Proposition 65 Listing & Delisting

Under Proposition 65, there are several mechanisms by which a compound can be added to the list of “chemicals known to the state of California” to cause either cancer or reproductive toxicity. Compounds can be added to the list by the panels of the State’s Qualified Experts, either the Cancer Identification Committee (CIC) or the Developmental and Reproductive Toxicant Identification Committee (DART-IC). Alternatively, compounds can be added onto the Proposition 65 list administratively, either because another regulatory agency (an “Authoritative Body” such as the EPA, FDA, NTP, IARC or NIOSH) has classified the compound as a carcinogen or reproductive toxicant, or the compound triggers warnings of product labels.
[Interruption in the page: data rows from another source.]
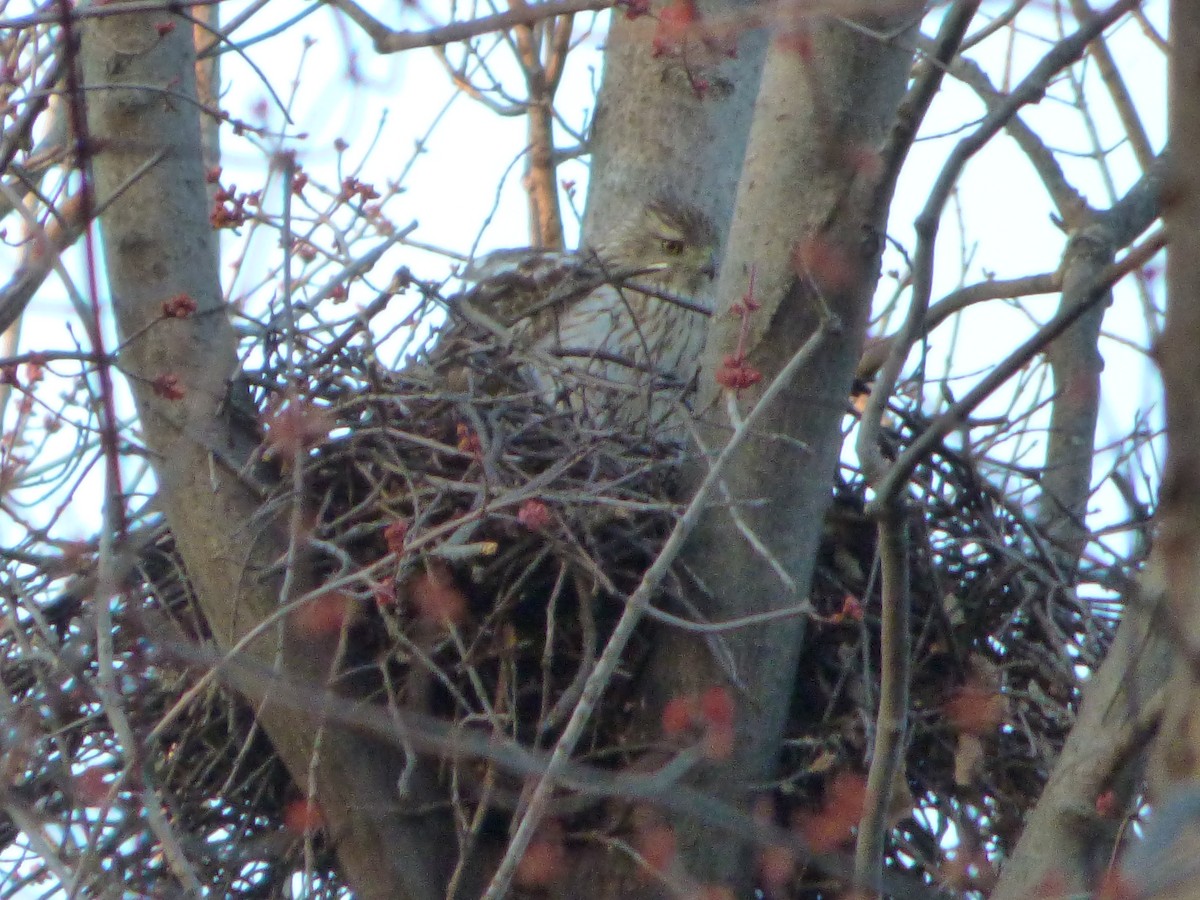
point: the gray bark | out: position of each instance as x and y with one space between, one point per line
821 112
157 245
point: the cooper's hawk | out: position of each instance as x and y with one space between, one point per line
612 331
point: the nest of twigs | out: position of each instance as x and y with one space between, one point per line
486 543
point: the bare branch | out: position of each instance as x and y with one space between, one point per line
390 41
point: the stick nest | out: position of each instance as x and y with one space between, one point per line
479 546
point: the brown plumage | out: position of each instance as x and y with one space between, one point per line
615 330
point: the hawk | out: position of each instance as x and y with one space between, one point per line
613 330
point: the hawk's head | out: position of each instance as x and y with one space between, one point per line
670 244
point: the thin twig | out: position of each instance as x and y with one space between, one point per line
633 613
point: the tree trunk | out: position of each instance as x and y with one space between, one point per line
159 245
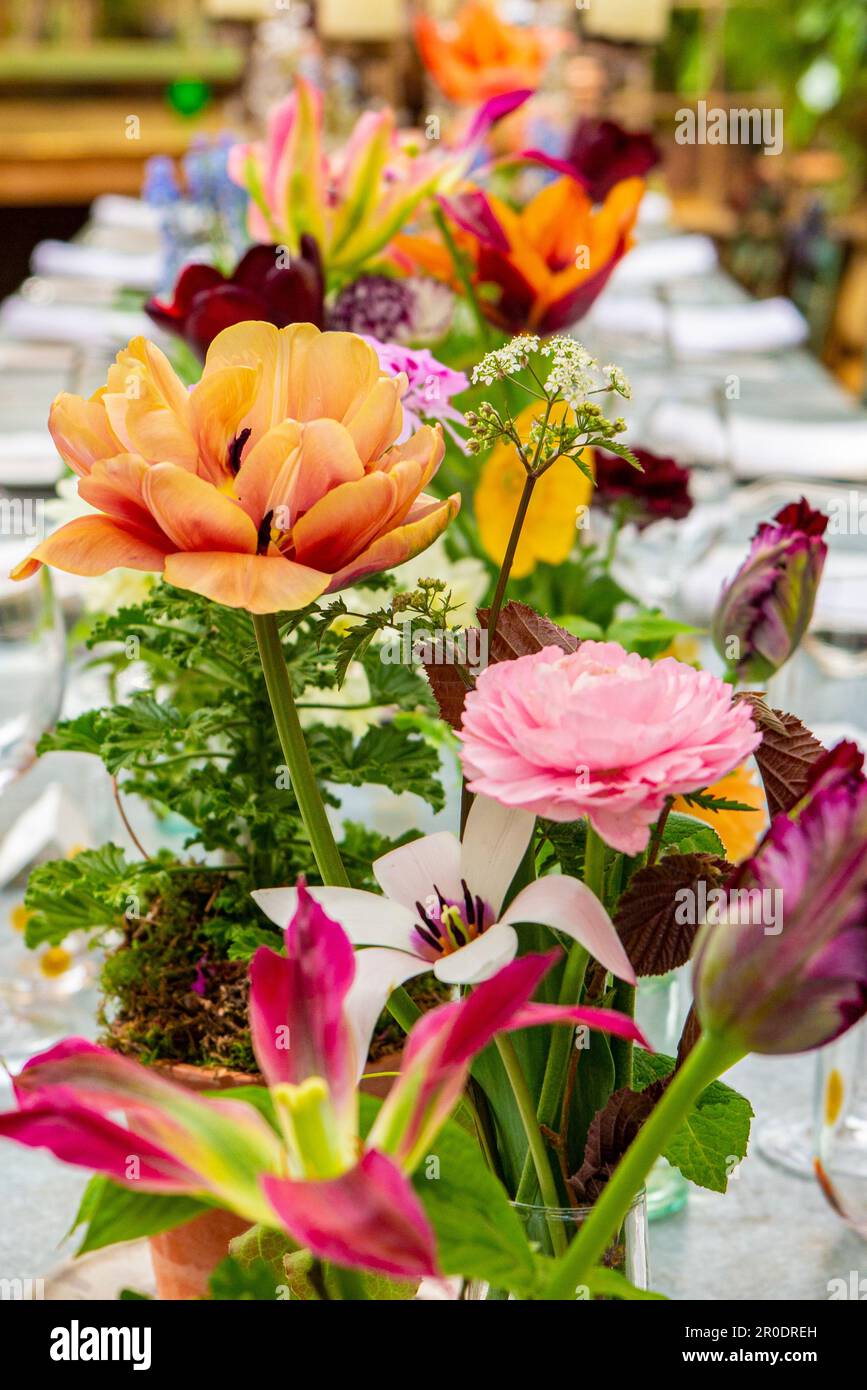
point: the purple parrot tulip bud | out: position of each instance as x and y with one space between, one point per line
782 965
766 609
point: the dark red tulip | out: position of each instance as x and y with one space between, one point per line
267 284
660 491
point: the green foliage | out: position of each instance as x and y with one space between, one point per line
714 1136
113 1214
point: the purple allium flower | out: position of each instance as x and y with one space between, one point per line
393 310
766 609
785 969
375 306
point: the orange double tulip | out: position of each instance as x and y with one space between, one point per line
543 264
480 56
273 481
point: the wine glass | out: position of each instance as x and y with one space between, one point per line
32 673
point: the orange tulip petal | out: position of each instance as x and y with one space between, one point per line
81 431
114 487
149 407
343 521
218 405
256 583
277 353
411 466
328 459
378 419
95 545
267 473
196 514
427 520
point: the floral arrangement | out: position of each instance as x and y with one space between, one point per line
432 1043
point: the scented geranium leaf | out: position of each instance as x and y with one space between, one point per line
252 1282
114 1214
395 683
610 1283
478 1233
785 754
714 1136
709 801
689 836
656 930
386 756
75 736
89 893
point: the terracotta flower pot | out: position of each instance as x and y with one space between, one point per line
185 1258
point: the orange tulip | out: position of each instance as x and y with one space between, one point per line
481 57
273 481
549 260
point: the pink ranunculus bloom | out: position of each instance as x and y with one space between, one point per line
600 733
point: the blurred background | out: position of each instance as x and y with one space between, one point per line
89 89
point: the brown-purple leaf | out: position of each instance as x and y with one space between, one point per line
612 1130
785 754
646 916
520 631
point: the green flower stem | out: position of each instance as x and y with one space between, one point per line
295 751
303 780
623 1048
556 1064
593 862
534 1137
709 1058
496 603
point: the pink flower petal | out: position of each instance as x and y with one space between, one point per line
370 1218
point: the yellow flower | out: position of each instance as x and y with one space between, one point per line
56 961
739 830
549 528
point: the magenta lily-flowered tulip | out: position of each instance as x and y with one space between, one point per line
785 969
311 1015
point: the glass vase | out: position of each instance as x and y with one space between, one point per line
548 1228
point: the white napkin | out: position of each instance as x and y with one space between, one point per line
96 263
666 259
801 448
116 210
28 459
759 325
70 323
53 824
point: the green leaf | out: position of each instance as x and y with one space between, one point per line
478 1233
610 1283
249 1282
114 1214
386 756
646 631
714 1136
689 836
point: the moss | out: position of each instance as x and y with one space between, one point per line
150 1008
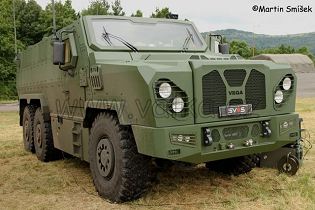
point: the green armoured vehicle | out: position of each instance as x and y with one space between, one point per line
124 93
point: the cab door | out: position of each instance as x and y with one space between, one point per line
67 124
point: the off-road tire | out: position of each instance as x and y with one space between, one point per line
28 131
234 166
43 140
129 173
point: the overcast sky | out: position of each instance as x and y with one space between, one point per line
223 14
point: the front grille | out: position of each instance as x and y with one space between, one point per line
214 92
235 77
215 95
255 90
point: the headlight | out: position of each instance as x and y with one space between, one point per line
178 104
278 96
165 90
287 83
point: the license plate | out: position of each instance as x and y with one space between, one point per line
235 110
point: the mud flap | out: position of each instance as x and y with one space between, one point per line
287 159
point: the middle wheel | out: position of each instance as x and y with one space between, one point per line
119 172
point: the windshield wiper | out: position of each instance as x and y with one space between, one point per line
187 40
107 37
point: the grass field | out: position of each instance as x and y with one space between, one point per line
26 183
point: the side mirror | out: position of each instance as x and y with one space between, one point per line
224 48
58 53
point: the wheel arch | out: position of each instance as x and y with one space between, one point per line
93 108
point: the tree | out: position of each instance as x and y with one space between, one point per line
117 8
29 29
163 13
138 14
97 7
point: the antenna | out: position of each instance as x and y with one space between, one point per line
54 20
14 25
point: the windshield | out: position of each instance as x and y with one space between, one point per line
159 35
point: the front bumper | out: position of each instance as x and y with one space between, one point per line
232 141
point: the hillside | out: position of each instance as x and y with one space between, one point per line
267 41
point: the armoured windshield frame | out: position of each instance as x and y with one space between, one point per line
94 26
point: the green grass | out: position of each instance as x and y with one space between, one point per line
66 184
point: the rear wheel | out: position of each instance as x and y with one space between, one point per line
28 132
119 172
43 140
234 166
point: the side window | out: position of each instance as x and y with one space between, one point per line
71 55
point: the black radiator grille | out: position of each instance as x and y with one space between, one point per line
235 77
214 92
255 90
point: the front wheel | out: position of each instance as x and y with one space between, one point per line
28 131
119 172
43 140
234 166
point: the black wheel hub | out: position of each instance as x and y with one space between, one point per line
288 164
105 158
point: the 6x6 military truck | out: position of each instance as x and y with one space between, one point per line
122 92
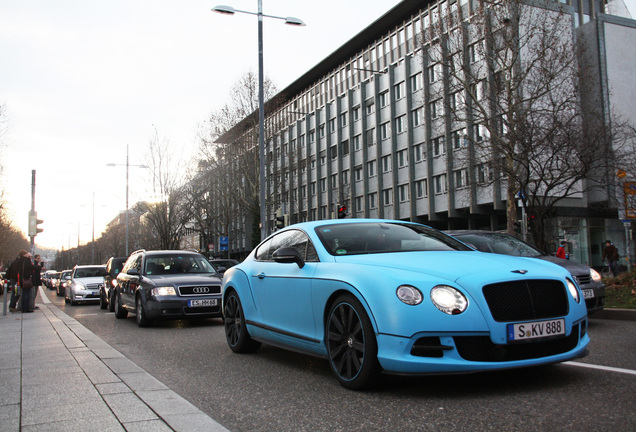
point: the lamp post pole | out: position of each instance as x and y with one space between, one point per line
127 165
261 99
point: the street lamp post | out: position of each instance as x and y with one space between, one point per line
261 103
127 165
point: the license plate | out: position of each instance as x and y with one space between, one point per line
201 303
535 330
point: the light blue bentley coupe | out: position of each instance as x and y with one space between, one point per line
375 296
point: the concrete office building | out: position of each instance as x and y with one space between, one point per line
370 127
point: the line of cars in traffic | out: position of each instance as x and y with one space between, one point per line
370 296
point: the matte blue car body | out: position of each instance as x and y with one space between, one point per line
293 315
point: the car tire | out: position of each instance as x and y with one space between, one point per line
236 332
142 318
120 312
352 348
102 300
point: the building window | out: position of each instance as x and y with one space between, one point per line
387 197
418 115
386 164
384 99
370 137
358 173
439 147
344 147
420 152
416 82
403 158
403 193
400 124
421 188
440 184
461 178
385 130
356 143
371 168
400 90
356 113
373 200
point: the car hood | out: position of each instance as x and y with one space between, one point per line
182 279
571 266
457 265
89 281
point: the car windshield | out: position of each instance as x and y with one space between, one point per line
382 237
90 272
500 243
170 264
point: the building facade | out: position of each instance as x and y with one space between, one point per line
373 127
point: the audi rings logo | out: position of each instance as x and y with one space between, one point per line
201 290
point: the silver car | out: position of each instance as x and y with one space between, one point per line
85 284
494 242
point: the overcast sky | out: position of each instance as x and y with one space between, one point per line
82 79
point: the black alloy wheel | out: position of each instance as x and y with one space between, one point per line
120 312
351 345
236 333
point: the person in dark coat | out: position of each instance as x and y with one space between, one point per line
25 271
12 275
610 253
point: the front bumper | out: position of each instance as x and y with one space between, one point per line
464 352
176 307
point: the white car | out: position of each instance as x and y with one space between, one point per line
85 284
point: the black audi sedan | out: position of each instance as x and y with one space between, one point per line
169 284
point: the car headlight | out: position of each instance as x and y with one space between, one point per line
449 300
573 290
160 291
596 276
409 295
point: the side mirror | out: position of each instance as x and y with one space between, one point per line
287 255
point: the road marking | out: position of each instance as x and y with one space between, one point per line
606 368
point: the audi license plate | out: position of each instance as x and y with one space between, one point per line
202 303
535 330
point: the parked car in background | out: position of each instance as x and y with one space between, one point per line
63 282
373 295
168 284
85 284
589 280
113 268
223 264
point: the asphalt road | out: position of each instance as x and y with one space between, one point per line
277 390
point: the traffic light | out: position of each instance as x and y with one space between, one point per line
342 211
33 224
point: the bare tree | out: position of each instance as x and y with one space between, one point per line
512 83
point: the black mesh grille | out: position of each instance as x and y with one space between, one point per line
481 348
200 290
526 300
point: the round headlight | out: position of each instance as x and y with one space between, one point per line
573 290
596 276
448 300
409 295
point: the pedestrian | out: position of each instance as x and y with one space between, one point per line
610 254
38 266
561 250
12 276
25 279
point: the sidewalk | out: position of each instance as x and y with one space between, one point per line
56 375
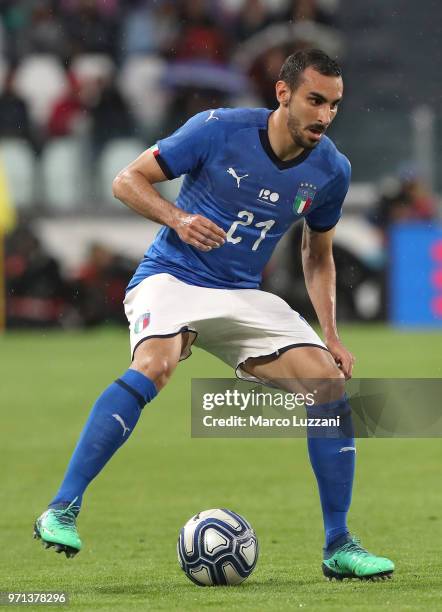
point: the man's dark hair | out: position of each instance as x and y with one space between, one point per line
293 67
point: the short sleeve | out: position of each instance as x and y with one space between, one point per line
188 147
326 215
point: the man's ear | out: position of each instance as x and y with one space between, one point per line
283 93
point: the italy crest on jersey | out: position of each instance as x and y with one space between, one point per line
304 198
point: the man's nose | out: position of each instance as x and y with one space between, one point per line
324 115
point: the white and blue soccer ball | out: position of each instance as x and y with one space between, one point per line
217 547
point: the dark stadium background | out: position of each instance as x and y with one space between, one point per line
85 85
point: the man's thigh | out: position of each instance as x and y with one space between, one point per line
300 369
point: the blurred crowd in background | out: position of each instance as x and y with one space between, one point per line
87 85
121 68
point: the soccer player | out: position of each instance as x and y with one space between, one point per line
250 174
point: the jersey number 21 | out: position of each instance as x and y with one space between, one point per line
248 220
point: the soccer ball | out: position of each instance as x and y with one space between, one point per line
217 547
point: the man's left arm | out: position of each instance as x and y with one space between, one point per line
320 279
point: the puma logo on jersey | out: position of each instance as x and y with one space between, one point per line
232 172
122 423
268 196
211 116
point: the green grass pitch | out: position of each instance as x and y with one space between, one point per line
132 513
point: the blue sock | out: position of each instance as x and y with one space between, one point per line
332 455
110 423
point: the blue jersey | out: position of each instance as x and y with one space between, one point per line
234 178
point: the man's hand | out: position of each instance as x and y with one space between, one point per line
344 359
199 231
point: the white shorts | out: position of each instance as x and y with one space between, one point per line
232 324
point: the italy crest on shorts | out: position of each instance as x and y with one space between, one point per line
304 198
142 322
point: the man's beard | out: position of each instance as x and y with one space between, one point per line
296 132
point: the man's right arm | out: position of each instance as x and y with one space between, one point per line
134 187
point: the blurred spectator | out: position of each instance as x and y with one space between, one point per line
35 291
149 28
89 31
110 114
252 18
100 285
14 114
308 10
69 114
265 72
201 38
406 198
44 33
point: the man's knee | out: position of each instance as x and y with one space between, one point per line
157 361
158 368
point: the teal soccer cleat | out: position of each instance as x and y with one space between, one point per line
352 561
57 527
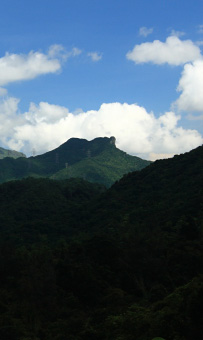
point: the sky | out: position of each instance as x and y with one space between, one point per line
132 69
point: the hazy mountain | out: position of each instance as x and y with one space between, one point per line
97 161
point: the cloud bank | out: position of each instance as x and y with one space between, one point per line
45 126
95 56
173 52
20 67
191 88
144 31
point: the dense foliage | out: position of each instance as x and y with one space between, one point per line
96 161
78 261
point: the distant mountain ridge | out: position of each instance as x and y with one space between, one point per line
96 161
79 261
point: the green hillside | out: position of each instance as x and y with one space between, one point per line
106 167
98 161
78 261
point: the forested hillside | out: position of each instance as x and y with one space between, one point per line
98 161
78 261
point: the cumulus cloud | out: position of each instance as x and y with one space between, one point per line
95 56
173 52
3 92
177 33
45 126
18 67
144 31
200 29
191 87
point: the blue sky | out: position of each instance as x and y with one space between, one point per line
88 68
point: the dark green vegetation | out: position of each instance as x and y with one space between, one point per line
81 262
10 153
96 161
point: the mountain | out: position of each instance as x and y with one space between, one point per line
97 161
79 261
10 153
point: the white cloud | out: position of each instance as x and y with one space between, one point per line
144 31
191 88
45 126
3 92
200 29
18 67
173 52
177 33
95 56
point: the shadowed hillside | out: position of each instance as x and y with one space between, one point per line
97 161
78 261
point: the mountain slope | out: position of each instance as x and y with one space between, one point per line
78 261
98 161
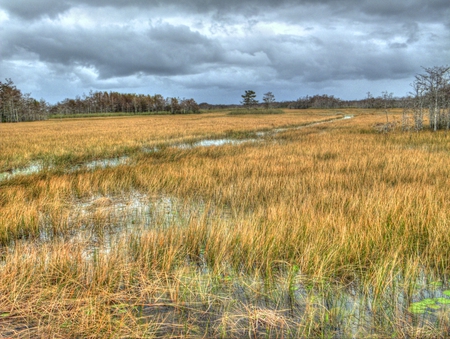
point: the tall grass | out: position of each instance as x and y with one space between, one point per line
328 230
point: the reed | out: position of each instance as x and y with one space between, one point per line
323 230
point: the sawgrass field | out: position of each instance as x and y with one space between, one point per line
307 224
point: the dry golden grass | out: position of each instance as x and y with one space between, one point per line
258 239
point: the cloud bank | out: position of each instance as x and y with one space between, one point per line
214 50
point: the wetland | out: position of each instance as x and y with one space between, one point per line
302 224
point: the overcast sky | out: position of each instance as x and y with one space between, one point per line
214 50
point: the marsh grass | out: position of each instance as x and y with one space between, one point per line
332 230
239 111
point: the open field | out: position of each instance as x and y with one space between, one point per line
329 230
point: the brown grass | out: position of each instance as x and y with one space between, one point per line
258 239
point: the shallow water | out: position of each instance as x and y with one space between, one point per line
37 167
33 168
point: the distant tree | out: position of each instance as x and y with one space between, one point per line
432 89
248 99
269 100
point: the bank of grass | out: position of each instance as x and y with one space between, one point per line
240 111
325 231
104 115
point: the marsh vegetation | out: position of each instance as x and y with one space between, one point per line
330 230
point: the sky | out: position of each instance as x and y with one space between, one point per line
214 50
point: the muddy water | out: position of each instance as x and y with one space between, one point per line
37 167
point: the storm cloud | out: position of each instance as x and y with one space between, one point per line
214 50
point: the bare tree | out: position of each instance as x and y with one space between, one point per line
432 89
248 99
269 100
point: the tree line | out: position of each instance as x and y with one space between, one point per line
430 95
114 102
16 106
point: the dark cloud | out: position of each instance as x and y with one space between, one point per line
205 46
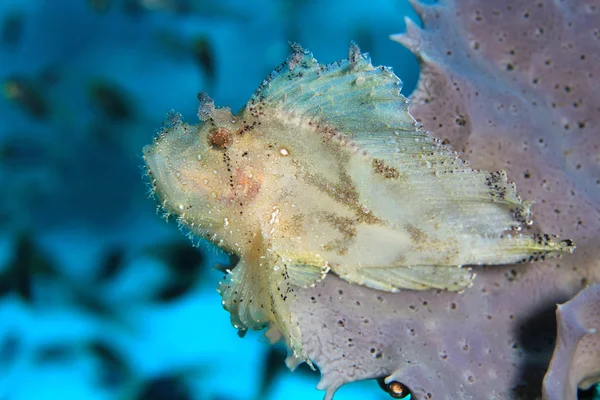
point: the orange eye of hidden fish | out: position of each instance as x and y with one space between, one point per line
220 138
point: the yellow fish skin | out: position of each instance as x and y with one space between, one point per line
325 170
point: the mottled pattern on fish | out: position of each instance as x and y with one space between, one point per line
325 169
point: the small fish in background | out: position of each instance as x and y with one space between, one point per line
100 6
10 347
28 94
28 261
111 264
110 101
20 152
325 170
203 8
114 370
166 387
11 29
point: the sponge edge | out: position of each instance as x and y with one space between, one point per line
576 360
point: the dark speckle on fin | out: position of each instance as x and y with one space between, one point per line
206 109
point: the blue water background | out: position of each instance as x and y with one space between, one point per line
71 185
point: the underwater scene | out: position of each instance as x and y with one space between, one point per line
299 199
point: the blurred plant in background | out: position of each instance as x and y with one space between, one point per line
99 298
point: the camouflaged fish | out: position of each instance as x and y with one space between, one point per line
325 170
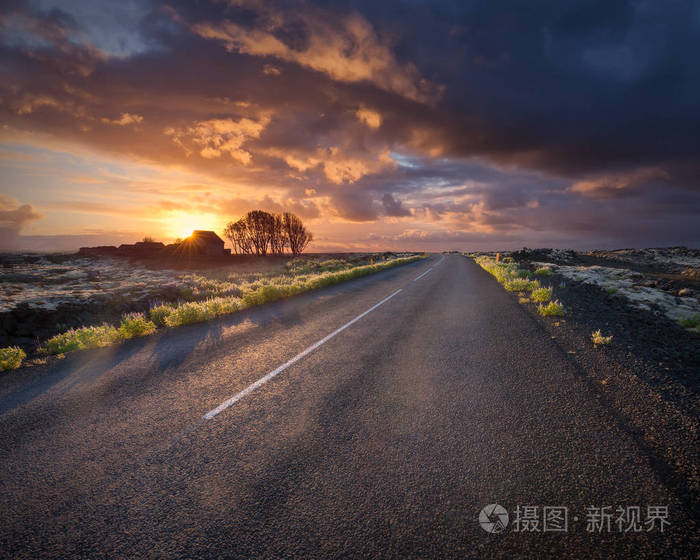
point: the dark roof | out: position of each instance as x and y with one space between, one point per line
206 235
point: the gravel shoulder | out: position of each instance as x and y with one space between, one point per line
647 376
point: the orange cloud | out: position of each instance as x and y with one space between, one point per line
124 120
371 118
217 136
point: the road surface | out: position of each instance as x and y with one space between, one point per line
326 426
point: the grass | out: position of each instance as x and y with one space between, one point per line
135 324
521 285
541 295
11 357
219 298
598 338
552 309
516 279
80 339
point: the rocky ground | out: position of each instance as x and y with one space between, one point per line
44 294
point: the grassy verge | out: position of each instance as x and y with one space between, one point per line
259 290
518 280
11 357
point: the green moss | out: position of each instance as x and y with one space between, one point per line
552 309
542 295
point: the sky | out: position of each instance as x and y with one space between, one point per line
393 125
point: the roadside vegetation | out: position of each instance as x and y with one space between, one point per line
552 309
598 338
11 357
212 298
520 281
692 322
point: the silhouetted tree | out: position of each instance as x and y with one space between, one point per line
296 233
260 232
278 239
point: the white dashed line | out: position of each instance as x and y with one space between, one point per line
421 275
233 400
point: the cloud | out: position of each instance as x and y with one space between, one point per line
124 120
394 207
345 48
610 185
563 121
215 137
13 217
371 118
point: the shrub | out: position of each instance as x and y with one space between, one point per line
598 338
159 313
542 295
135 324
520 285
11 357
692 322
263 294
188 313
552 309
222 305
80 339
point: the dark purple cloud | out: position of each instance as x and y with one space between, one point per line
481 118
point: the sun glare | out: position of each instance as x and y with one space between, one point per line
182 225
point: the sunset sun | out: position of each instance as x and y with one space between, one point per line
182 225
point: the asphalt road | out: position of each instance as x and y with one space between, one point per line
386 440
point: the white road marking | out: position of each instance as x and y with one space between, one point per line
421 275
233 400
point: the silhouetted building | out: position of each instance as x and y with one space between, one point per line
141 248
207 243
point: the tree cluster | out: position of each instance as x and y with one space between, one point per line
262 233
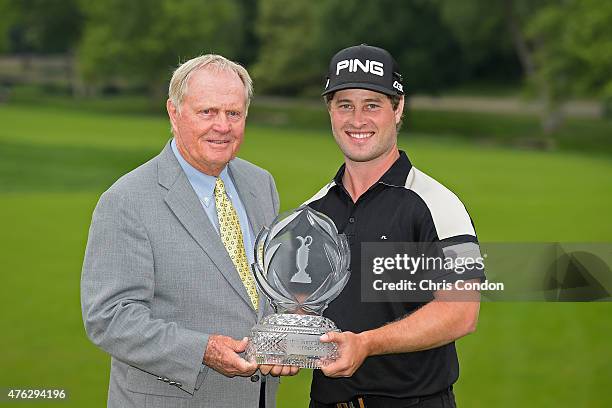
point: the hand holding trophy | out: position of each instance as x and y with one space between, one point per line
301 265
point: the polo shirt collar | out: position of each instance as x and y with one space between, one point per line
395 176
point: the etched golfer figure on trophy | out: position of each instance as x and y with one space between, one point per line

These administrative listing mechanisms avoid the State Qualified Experts and utilize the decision making authority of the state’s lead agency, the Office of Environmental Health Hazard Assessment (OEHHA). All of these complex listing procedures require input and persuasion from the public and can be influenced with relevant scientific documents and comments.

It is crucial to avoid “listing” under Proposition 65 if possible. However, a compound that has been added to the Proposition 65 list can be removed, but only under conditions established in regulation, and only if OEHHA officials are convinced these conditions have been met. The process required for delisting is complex, multi-staged, and time consuming, but worth the effort if the intended goal is met. TSG is one of the few consulting firms whose consultants have extensive experience on projects involving both proposed listing and efforts to delist compounds under Proposition 65. TSG’s expertise in coordinating efforts to keep compounds off the Proposition 65 list or, if already listed, overseeing the procedures required to have these compounds removed, provides a unique advantage to companies trying to resolve Proposition 65 listing issues.